Usolye-Sibirskoye () is a town in Irkutsk Oblast, Russia, located on the left bank of the Angara River. Population:

History
It was founded in 1669 under the name Usolye, an archaic Russian word for a salt producing town, by the Mikhalevs brothers, Cossacks who had discovered salt deposits in a nearby spring.

The Siberian Route was built through the town in the 18th century, followed in the late 19th century by the Trans-Siberian Railway.

Town status was granted to it in 1925. The town's name was given the extension Sibirskoye (Siberian) in 1940, to differentiate from the town of Usolye in the Kama River region.

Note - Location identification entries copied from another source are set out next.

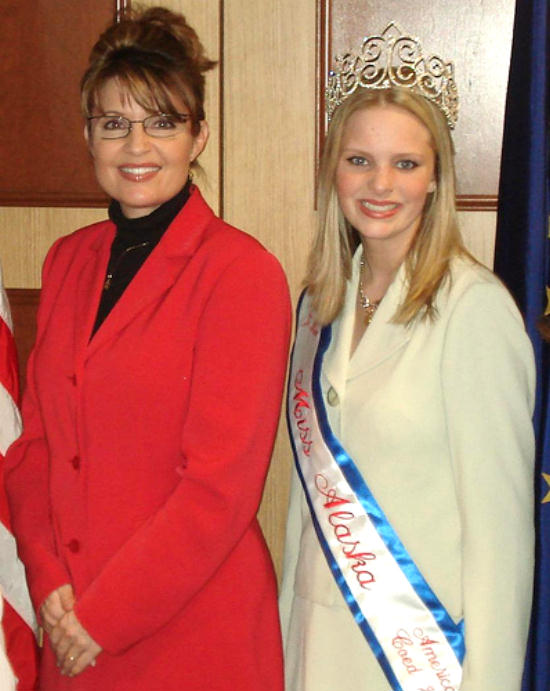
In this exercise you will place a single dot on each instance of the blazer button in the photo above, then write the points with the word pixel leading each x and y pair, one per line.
pixel 74 546
pixel 332 397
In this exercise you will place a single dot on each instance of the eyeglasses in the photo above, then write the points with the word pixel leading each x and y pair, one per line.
pixel 159 125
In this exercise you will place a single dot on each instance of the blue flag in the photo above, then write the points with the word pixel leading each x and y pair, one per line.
pixel 522 260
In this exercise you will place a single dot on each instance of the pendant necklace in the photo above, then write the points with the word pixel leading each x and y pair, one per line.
pixel 369 306
pixel 111 272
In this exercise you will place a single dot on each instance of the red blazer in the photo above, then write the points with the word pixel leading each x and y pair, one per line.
pixel 144 454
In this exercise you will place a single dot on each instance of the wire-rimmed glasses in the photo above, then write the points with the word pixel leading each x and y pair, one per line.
pixel 159 125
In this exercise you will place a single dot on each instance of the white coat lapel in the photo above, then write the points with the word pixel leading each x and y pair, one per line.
pixel 383 337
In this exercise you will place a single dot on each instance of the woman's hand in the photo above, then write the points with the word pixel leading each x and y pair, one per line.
pixel 74 648
pixel 56 605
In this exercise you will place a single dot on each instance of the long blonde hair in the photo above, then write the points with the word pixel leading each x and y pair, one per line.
pixel 436 242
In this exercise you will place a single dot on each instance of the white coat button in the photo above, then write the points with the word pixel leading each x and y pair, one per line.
pixel 332 397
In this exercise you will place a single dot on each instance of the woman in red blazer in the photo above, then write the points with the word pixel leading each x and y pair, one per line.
pixel 153 396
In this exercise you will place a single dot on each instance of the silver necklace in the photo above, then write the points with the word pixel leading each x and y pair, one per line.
pixel 111 271
pixel 369 306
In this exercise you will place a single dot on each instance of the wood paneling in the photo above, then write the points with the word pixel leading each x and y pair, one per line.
pixel 259 163
pixel 474 34
pixel 24 305
pixel 46 45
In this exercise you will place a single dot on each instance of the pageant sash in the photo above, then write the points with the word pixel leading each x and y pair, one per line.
pixel 416 642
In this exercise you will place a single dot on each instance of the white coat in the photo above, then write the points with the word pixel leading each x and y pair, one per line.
pixel 437 417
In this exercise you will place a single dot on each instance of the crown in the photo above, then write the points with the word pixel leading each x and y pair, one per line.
pixel 393 59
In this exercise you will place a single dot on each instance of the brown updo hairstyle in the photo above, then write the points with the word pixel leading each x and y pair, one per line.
pixel 154 55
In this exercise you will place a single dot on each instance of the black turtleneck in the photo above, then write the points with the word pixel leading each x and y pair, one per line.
pixel 134 241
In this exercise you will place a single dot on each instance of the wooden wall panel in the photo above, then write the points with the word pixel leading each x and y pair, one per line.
pixel 259 164
pixel 475 35
pixel 46 46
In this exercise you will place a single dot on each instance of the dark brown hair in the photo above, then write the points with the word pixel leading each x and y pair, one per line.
pixel 155 55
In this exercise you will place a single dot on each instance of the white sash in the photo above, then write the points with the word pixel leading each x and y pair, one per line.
pixel 416 642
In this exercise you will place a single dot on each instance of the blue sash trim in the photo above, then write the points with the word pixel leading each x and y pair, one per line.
pixel 453 632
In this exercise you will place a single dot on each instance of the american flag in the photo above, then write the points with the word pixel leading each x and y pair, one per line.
pixel 19 621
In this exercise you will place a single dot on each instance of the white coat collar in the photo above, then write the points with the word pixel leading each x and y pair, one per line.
pixel 380 340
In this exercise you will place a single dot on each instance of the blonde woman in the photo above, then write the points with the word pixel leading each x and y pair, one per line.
pixel 409 548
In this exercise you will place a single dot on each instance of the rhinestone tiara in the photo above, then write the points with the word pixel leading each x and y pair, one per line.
pixel 393 59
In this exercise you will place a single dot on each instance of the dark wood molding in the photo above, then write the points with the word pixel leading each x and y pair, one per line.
pixel 24 306
pixel 47 43
pixel 476 202
pixel 342 23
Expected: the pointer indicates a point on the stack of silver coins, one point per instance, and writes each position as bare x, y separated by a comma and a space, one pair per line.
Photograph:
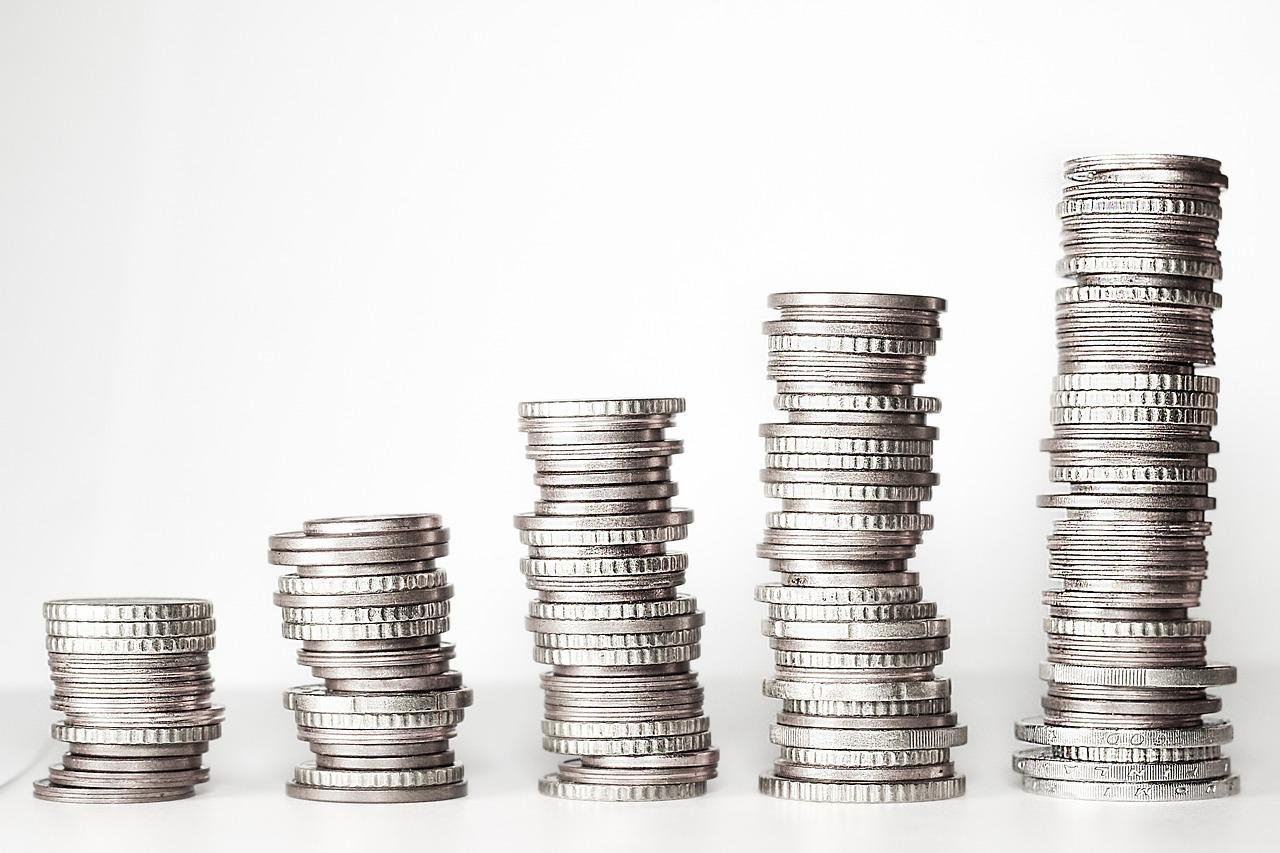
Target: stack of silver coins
1127, 666
132, 678
370, 606
864, 719
608, 619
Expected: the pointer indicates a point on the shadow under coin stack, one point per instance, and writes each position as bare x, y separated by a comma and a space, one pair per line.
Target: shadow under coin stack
370, 605
132, 678
864, 719
618, 638
1127, 670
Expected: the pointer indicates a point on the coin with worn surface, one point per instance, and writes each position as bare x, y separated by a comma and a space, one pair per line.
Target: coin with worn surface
370, 524
369, 605
46, 790
553, 785
831, 792
424, 794
1139, 792
307, 774
1042, 763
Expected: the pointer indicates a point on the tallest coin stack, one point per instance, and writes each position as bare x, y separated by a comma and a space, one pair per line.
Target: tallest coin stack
864, 719
1127, 670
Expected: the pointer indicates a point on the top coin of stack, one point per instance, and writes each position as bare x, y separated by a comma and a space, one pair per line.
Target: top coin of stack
132, 678
608, 619
864, 720
370, 605
1127, 670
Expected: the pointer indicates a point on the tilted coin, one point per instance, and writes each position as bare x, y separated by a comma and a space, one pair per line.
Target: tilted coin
1162, 792
316, 698
423, 794
627, 746
370, 524
48, 790
552, 785
863, 739
127, 610
850, 630
1212, 731
301, 541
309, 774
1196, 676
817, 792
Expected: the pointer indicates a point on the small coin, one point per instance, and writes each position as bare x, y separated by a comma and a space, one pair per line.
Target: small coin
827, 792
552, 785
370, 524
1161, 792
425, 794
46, 790
1042, 763
127, 610
319, 699
312, 776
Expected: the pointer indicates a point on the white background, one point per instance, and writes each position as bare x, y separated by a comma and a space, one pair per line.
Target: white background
264, 261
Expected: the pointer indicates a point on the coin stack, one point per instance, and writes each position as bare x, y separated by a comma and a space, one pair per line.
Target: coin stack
370, 605
608, 620
864, 719
132, 678
1127, 670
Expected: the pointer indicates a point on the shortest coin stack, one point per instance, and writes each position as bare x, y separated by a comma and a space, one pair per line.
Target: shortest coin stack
369, 605
132, 679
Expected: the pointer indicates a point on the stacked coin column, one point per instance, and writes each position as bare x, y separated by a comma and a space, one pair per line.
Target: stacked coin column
132, 678
608, 619
370, 607
864, 719
1127, 670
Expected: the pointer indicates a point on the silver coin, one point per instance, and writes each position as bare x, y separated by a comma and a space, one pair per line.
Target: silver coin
1133, 792
46, 790
425, 794
827, 792
1042, 763
129, 780
155, 763
385, 762
301, 541
310, 775
552, 785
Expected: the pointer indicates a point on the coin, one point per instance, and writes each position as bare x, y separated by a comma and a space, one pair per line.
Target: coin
425, 794
885, 792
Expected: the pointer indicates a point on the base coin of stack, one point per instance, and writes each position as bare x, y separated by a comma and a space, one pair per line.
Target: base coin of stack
1127, 670
132, 678
369, 605
864, 719
620, 697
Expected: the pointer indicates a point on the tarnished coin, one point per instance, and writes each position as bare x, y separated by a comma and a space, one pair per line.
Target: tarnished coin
828, 792
1042, 763
1142, 792
552, 785
424, 794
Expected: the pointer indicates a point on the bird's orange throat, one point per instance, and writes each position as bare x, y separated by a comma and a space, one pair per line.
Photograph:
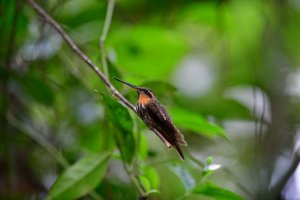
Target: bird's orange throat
144, 99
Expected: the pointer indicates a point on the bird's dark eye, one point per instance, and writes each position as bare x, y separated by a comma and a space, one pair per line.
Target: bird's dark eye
148, 93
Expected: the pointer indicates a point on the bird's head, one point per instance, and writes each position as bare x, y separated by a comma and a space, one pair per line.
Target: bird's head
145, 94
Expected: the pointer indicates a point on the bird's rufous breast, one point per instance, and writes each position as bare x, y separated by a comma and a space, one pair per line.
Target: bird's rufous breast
144, 99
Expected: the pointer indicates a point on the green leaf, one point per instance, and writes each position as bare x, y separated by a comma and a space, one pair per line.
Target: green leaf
184, 175
123, 127
146, 185
141, 55
39, 90
80, 178
151, 174
196, 123
211, 190
160, 88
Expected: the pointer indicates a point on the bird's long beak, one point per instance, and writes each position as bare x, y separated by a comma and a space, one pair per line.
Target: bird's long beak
130, 85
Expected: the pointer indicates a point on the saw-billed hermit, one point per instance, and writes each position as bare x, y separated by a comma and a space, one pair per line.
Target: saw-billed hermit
157, 118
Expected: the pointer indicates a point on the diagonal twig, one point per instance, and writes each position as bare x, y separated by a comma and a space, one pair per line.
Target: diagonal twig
86, 59
107, 22
80, 53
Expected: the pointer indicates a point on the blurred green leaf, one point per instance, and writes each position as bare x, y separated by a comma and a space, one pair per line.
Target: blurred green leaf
147, 51
146, 185
160, 88
215, 192
123, 127
151, 174
39, 90
184, 176
196, 123
80, 178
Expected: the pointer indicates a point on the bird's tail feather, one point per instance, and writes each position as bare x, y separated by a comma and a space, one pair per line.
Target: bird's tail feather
180, 138
179, 151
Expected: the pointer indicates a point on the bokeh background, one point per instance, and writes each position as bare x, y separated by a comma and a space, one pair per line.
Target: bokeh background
227, 70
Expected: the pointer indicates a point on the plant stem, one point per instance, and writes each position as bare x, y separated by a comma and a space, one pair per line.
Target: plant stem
107, 22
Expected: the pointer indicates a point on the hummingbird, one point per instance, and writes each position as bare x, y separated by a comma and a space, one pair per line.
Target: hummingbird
157, 118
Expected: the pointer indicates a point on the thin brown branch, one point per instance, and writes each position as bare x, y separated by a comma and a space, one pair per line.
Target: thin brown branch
86, 59
80, 53
107, 22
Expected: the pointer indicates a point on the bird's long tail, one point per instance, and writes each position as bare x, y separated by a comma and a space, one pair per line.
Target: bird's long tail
179, 151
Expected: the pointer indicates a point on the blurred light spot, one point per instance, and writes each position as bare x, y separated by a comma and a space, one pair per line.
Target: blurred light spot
255, 100
292, 188
89, 113
280, 167
212, 167
194, 77
44, 44
293, 83
239, 127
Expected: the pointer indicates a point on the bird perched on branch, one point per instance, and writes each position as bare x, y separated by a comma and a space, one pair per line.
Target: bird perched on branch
157, 118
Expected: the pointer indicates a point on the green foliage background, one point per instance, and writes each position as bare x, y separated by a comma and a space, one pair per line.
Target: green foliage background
64, 136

From 1947 until 1953, the town hosted a prison camp of the gulag system.

Administrative and municipal status
Within the framework of administrative divisions, it is incorporated separately as the Town of Usolye-Sibirskoye—an administrative unit with the status equal to that of the districts. As a municipal division, the Town of Usolye-Sibirskoye is incorporated as Usolye-Sibirskoye Urban Okrug.

Until November 2016, Usolye-Sibirskoye served as the administrative center of Usolsky District, even though it was not a part of it.

Economy and infrastructure
Ever since its inception, the main industry of the town has been salt-mining. With the opening of a major mine in 1956, the town became Russia's largest producer of table salt. Related chemical industries such as Usolyekhimprom were also developed.

There is also assembly plant for heavy machinery, including mining equipment produced by the company Usolyemash.

The town has a station on the Trans-Siberian Railway, and is located on the highway from Novosibirsk to Irkutsk.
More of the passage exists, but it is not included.